There is nothing good here — every one of these points indicates some serious unintentional, or worse, intentional errors. I wonder what Skidmore’s colleagues at Michigan State think of him. I can’t imagine it’s very nice.
Summary
Orac, also known as David Gorski, MD, Ph.D., has been fighting anti-vaccine nonsense for two decades. Of course, he identified the problems with the article a day after the paper was published. He concluded that the paper was “anti-vax propaganda disguised as a survey.” Skidmore has a long record of anti-vaccine commentary
Then Dr. Gorski asked an important question, “how on earth did BMC Infectious Diseases publish such dreck?”
I have to ask the same thing, and it is frustrating. I keep pushing that the only valid evidence in a scientific discussion is one that has been peer-reviewed and published in a respected medical journal. Then I get this “dreck” shoved in my face with anti-vaxxers claiming that the COVID-19 vaccine is responsible for 278,000 deaths. The peer reviewers and editors really must not have read this paper, because it was obvious that it was total “dreck.”

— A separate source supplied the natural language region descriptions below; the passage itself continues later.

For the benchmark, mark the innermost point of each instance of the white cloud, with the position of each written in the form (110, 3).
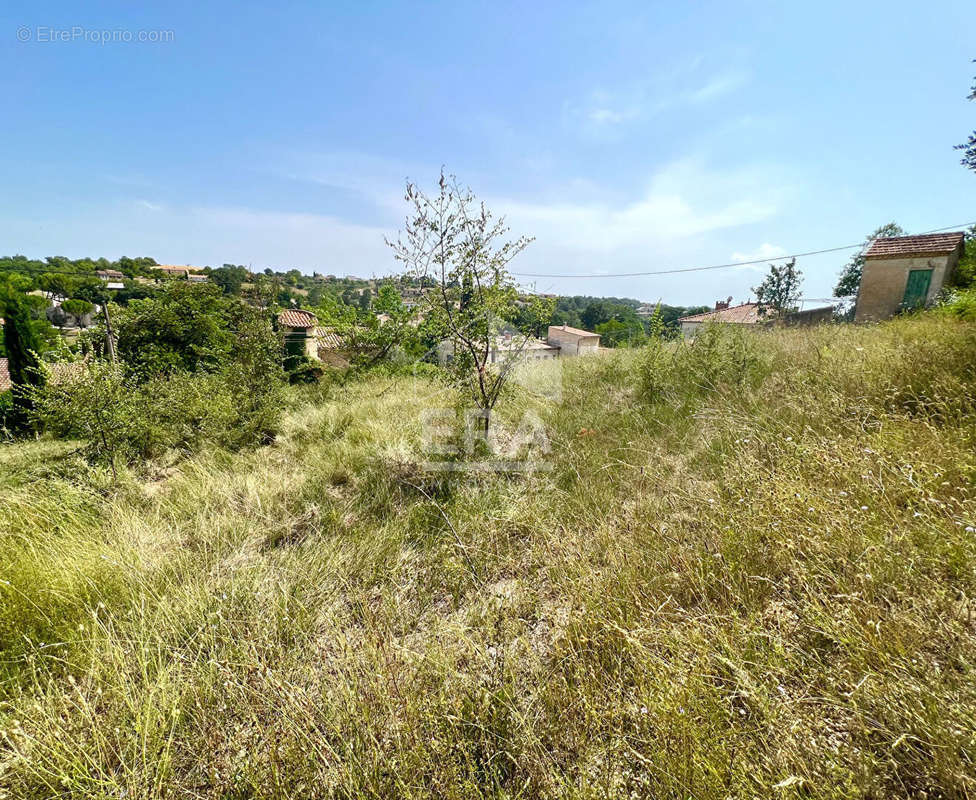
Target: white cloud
(717, 86)
(682, 200)
(764, 251)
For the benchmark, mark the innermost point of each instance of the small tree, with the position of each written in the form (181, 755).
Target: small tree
(779, 292)
(455, 249)
(850, 276)
(969, 146)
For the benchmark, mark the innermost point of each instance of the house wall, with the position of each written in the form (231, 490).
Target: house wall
(688, 329)
(572, 345)
(883, 283)
(812, 316)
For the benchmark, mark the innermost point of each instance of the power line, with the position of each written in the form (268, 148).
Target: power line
(724, 266)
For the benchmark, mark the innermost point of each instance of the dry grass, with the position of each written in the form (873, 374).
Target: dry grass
(755, 585)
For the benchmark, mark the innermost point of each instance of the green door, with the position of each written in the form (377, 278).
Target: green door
(917, 288)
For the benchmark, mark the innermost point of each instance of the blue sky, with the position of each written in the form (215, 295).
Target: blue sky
(623, 136)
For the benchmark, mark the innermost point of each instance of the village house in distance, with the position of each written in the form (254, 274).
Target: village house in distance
(561, 341)
(905, 272)
(742, 314)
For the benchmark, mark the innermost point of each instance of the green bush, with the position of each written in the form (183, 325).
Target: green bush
(719, 357)
(122, 420)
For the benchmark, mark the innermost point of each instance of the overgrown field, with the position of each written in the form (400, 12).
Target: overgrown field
(749, 572)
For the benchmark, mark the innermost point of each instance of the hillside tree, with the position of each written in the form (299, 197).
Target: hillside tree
(969, 146)
(22, 345)
(850, 276)
(779, 293)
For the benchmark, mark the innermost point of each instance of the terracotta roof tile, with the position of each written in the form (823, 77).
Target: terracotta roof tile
(296, 318)
(903, 246)
(745, 314)
(575, 331)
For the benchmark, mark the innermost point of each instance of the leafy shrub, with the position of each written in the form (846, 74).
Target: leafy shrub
(124, 420)
(961, 305)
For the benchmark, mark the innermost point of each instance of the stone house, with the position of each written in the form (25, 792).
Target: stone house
(573, 341)
(186, 273)
(725, 312)
(299, 328)
(905, 272)
(112, 278)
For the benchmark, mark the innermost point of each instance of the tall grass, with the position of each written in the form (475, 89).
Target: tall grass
(748, 573)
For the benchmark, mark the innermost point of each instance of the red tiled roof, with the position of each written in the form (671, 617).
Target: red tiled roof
(296, 318)
(575, 331)
(328, 339)
(931, 244)
(745, 314)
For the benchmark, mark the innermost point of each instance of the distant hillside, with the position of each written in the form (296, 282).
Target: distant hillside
(746, 569)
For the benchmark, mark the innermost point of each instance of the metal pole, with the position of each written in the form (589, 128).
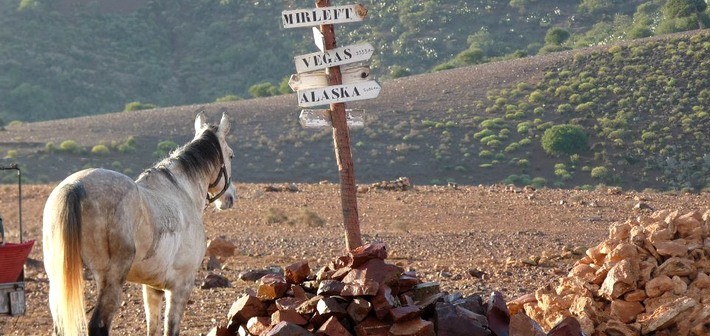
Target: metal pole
(341, 142)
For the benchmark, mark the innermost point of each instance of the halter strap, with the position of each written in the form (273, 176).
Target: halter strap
(227, 180)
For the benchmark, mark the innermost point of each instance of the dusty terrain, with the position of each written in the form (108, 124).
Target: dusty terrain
(444, 233)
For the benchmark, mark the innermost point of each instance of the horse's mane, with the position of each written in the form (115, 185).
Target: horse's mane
(197, 157)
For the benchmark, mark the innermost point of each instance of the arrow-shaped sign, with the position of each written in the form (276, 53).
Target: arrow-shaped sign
(325, 15)
(329, 58)
(316, 79)
(338, 94)
(321, 118)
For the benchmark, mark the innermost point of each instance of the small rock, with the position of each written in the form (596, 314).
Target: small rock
(215, 281)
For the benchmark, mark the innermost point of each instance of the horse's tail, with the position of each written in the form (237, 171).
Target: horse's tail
(62, 258)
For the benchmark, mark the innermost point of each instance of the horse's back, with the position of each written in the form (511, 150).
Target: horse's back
(110, 206)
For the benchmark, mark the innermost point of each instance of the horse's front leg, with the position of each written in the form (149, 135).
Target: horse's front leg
(153, 302)
(176, 299)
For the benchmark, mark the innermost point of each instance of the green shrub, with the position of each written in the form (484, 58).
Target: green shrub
(538, 182)
(564, 139)
(600, 173)
(227, 98)
(100, 150)
(70, 146)
(136, 106)
(50, 147)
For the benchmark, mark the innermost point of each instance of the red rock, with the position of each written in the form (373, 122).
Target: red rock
(309, 306)
(288, 302)
(330, 287)
(358, 309)
(298, 292)
(383, 302)
(243, 309)
(414, 327)
(272, 287)
(362, 254)
(407, 282)
(332, 327)
(425, 290)
(569, 326)
(297, 272)
(258, 324)
(365, 287)
(289, 315)
(287, 329)
(400, 314)
(215, 281)
(523, 325)
(372, 327)
(329, 306)
(377, 270)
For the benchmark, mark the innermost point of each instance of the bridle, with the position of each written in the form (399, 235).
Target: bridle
(227, 180)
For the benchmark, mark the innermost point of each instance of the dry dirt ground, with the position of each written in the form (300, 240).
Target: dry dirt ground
(443, 233)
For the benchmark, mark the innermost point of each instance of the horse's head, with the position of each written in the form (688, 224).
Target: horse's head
(222, 177)
(226, 201)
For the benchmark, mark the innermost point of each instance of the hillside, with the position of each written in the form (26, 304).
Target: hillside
(643, 106)
(68, 58)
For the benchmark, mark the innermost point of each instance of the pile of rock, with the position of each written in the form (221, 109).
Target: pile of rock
(650, 277)
(360, 294)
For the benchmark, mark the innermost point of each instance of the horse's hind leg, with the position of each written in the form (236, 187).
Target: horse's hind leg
(153, 302)
(176, 299)
(108, 302)
(110, 275)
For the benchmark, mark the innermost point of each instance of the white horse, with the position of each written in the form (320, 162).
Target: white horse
(149, 231)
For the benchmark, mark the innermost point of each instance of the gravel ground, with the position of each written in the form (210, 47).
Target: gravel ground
(472, 239)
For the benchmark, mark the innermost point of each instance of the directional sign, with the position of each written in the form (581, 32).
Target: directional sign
(318, 39)
(333, 57)
(321, 118)
(325, 15)
(338, 94)
(316, 79)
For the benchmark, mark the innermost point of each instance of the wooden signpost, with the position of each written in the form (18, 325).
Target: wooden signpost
(334, 87)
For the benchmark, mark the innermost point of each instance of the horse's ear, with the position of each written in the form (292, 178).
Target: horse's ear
(200, 122)
(224, 124)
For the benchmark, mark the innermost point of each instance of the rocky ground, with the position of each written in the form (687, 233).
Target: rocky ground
(469, 239)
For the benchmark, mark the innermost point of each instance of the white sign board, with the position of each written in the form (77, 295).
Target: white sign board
(338, 94)
(319, 39)
(321, 16)
(316, 79)
(321, 118)
(333, 57)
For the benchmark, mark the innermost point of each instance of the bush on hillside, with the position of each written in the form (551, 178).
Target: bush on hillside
(137, 106)
(70, 146)
(564, 139)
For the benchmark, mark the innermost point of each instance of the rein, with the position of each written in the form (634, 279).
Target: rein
(227, 180)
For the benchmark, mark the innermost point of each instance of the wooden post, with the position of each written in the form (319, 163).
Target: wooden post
(341, 142)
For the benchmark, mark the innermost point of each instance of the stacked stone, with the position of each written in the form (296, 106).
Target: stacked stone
(360, 294)
(650, 277)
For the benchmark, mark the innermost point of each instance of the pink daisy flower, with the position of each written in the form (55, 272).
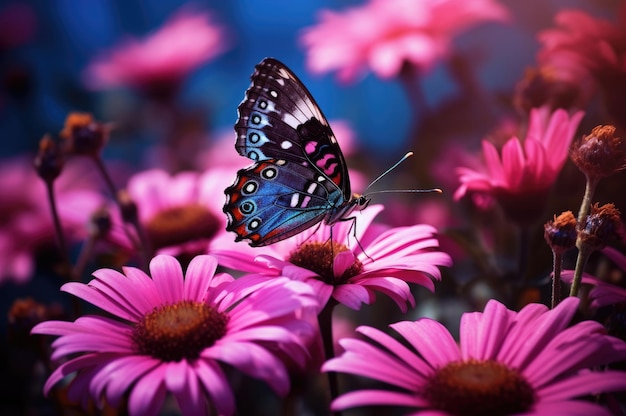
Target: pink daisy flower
(26, 224)
(507, 362)
(179, 213)
(360, 259)
(163, 59)
(168, 334)
(521, 177)
(383, 35)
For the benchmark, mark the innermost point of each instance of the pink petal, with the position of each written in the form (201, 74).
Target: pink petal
(148, 394)
(215, 383)
(375, 397)
(431, 339)
(168, 278)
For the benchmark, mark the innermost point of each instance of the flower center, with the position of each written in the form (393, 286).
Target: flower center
(468, 388)
(182, 224)
(179, 331)
(319, 257)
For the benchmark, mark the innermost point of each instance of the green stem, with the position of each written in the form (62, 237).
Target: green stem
(556, 278)
(581, 260)
(325, 319)
(590, 189)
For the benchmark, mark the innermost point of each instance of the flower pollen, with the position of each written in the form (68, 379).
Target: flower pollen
(181, 224)
(319, 258)
(179, 331)
(468, 388)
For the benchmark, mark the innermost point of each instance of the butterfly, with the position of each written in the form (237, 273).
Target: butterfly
(299, 176)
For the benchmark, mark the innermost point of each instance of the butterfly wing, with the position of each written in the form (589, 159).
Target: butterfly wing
(300, 175)
(275, 199)
(279, 119)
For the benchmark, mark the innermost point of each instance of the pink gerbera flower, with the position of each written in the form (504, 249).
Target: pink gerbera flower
(506, 363)
(178, 213)
(383, 35)
(521, 177)
(169, 334)
(26, 224)
(186, 41)
(348, 261)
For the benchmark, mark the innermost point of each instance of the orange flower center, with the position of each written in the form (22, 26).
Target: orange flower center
(319, 258)
(182, 224)
(179, 331)
(472, 388)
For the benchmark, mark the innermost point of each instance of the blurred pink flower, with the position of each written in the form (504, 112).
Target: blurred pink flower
(169, 334)
(185, 42)
(588, 52)
(383, 35)
(179, 213)
(507, 362)
(380, 259)
(25, 219)
(521, 177)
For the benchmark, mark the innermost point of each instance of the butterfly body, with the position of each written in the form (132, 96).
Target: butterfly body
(299, 177)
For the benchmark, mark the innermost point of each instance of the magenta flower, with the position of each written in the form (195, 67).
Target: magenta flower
(25, 219)
(521, 177)
(169, 334)
(507, 362)
(179, 213)
(383, 35)
(588, 52)
(364, 258)
(185, 42)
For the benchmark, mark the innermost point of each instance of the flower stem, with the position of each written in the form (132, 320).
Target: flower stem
(556, 278)
(590, 189)
(325, 319)
(57, 222)
(581, 260)
(583, 254)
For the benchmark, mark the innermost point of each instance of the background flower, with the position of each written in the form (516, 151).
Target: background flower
(26, 224)
(520, 178)
(168, 334)
(185, 42)
(383, 35)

I’ve yet to see solid evidence that even one person has died from the COVID-19 vaccines. Not one. Almost every claim is from dumpster diving into the VAERS database, anecdotes, and made-up data from a retracted article.
So, let me close on this point. There is no evidence that there were 278,000 deaths from the COVID-19 vaccine. And this retracted paper is not evidence. Period.
Citations
- Skidmore M. The role of social circle COVID-19 illness and vaccination experiences in COVID-19 vaccination decisions: an online survey of the United States population. BMC Infect Dis. 2023 Jan 24;23(1):51. doi: 10.1186/s12879-023-07998-3. Retraction in: BMC Infect Dis. 2023 Apr 11;23(1):223. PMID: 36694131; PMCID: PMC9872073.
- Skidmore M. Retraction Note: The role of social circle COVID-19 illness and vaccination experiences in COVID-19 vaccination decisions: an online survey of the United States population. BMC Infect Dis. 2023 Apr 11;23(1):223. doi: 10.1186/s12879-023-08234-8. PMID: 37041482; PMCID: PMC10088578.